他搖搖頭,再次露出了一個堪稱惡意的笑容。

“時頃,你不是這樣天真的人。”

熟悉的名字沈寂了數千年無人提起,幾乎已經生了銹,發了黴,埋沒在滄海之中。

岳沈舟有一瞬間的怔忪,舊時思緒盤旋而起,掀起壯觀的巨浪,卷來道道遠古雄渾鐘聲。眼前的遠山浸潤著淡色晨光,與某些快要風化的場景發生了微妙的重疊。

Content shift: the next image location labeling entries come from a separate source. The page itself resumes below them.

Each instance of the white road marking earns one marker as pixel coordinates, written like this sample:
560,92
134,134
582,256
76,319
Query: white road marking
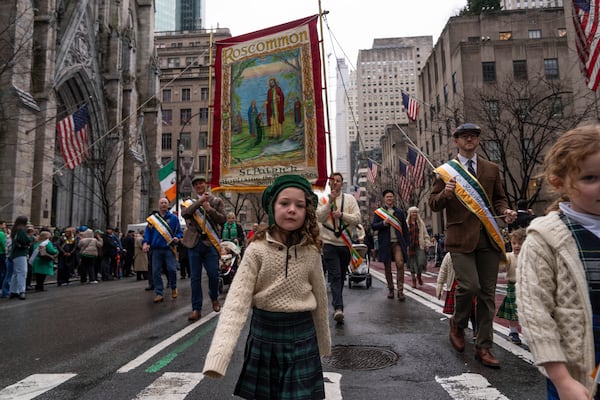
333,390
148,354
171,385
437,305
470,387
33,386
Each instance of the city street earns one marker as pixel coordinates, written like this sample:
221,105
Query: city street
109,341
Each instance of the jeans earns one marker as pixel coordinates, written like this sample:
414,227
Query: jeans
203,254
159,257
7,278
336,260
17,283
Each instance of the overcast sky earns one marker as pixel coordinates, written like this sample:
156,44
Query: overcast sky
351,25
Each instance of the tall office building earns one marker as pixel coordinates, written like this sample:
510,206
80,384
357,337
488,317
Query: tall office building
164,17
190,15
392,65
179,15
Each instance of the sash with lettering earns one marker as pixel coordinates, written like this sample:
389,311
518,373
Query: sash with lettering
389,218
471,194
163,228
204,225
355,257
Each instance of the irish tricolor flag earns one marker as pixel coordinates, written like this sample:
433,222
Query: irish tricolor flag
168,180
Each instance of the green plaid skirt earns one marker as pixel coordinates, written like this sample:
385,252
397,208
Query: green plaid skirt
281,359
508,308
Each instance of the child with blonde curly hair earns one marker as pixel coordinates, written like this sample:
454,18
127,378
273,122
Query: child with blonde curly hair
558,285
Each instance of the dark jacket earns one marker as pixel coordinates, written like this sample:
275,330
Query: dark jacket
216,215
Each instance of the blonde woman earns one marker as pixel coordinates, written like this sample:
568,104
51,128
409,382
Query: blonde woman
418,244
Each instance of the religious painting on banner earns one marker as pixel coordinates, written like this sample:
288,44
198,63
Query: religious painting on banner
268,108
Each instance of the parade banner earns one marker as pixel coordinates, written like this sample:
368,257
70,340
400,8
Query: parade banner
268,108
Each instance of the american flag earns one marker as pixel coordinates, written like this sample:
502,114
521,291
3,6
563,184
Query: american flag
72,135
411,106
417,166
371,170
357,192
585,21
404,183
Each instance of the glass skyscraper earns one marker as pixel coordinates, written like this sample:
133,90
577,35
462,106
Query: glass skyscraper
179,15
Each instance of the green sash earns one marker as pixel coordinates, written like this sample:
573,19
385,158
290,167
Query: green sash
471,194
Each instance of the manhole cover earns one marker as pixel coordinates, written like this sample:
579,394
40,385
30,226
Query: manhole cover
360,357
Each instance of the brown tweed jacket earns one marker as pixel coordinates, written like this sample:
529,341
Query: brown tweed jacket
462,226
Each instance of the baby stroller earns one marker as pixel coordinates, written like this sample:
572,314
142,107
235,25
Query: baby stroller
362,272
228,263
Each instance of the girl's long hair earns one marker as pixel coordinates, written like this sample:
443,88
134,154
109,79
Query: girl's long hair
309,230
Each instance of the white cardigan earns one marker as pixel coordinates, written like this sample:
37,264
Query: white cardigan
553,299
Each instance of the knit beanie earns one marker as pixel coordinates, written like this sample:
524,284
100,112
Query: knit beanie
280,183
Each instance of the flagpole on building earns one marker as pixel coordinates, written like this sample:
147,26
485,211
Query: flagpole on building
211,103
324,79
415,146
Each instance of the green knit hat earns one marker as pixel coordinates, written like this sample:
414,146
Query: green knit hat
280,183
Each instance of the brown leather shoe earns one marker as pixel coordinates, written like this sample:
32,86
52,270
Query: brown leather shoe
194,316
457,337
486,357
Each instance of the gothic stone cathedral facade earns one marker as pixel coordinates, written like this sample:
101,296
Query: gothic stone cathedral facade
56,56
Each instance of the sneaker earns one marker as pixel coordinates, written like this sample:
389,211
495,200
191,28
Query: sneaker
514,337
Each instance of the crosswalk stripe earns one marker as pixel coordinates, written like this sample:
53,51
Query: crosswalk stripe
333,390
470,387
33,386
171,385
133,364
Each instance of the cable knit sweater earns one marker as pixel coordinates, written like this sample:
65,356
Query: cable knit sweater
510,266
553,299
260,282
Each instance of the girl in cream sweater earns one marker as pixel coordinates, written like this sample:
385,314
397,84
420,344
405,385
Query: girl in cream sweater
281,279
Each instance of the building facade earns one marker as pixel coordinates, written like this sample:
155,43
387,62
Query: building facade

他仿佛看到帝星紫垣立於山巔,手執華美鳳凰簫,姿態道不盡的雍容高貴,一如俯視眾生的神明一般,靜靜地看著他。

“……乃命時頃,欽若昊天,掌星辰光陰,敬授人時。”

……

岳沈舟怒道:“閉嘴!”

他閉上眼睛把心頭湧起的火氣與回憶一道壓了回去,再睜開眼時只剩下一片冰冷:“你不配提這個名字。”

他的聲音聽不出絲毫異常,緊握成拳的手指卻骨節變色,發出輕微的戰栗。

對方似乎很滿意他的反應,眼中笑意更甚。

“帝師為你起的名字,我確實是不配喚的。”他一撩衣袍,在枯井邊坐了下來,隨意倚在井邊已經風化的枯木之上,任長發逶地浸在汙血之中。

“你與我不一樣。你天賦卓絕,由他一手教導提拔,他素來是最喜歡你的。”

他的目光陰鷙如蜿蜒的蛇,一寸一寸游過岳沈舟與記憶中別無二致的容顏,嘆道:“你真是一點都沒有變。”

上天賦予的漂亮皮囊,從骨子裏流露出來高人一等的光輝,如一件精美的寶器,哪怕在那個九曜星君各領風騷的時代,也足以綻放攝人心魄的奪目風姿,讓所有人的目光忍不住停留在他身上。

遑論眼下這靈氣枯竭,早已汙穢不堪的世道。

叫人忍不住自慚形穢。

忍不住……想要毀掉。

“還是這麽的……令人厭惡。”他眉宇間的笑意有些暢快的意思,“承認吧時頃,你如此敬他,愛他,難道不想再見到他?”

他的目光一轉,再次落在下方岳寒年輕英俊的臉上,產生了微妙的揶揄:“還是說……當年的傳聞竟是真的,高高在上的歲師時頃,竟然當真耽於與這只畜生的私情,違逆天道,才會……”

話音突兀驟停,銀芒裹挾著強勁的氣道,如一柄尖刀劃過黎明,在對方尚未作出任何反應之時,猛然削斷頰邊垂落的烏絲!

黑衣人臉上的笑意驟然停頓,片刻之後,耳垂上“噗”的一聲炸開一朵鮮艷的血花。

只要再偏一寸,喉管就會被割裂,鮮血將迸射如註,沖天而起。即便這具身體是一只由自己煉制的梟陽,也經受不住如此的霸道的攻擊。

他終於沈默下來看向岳沈舟,目光陰霾。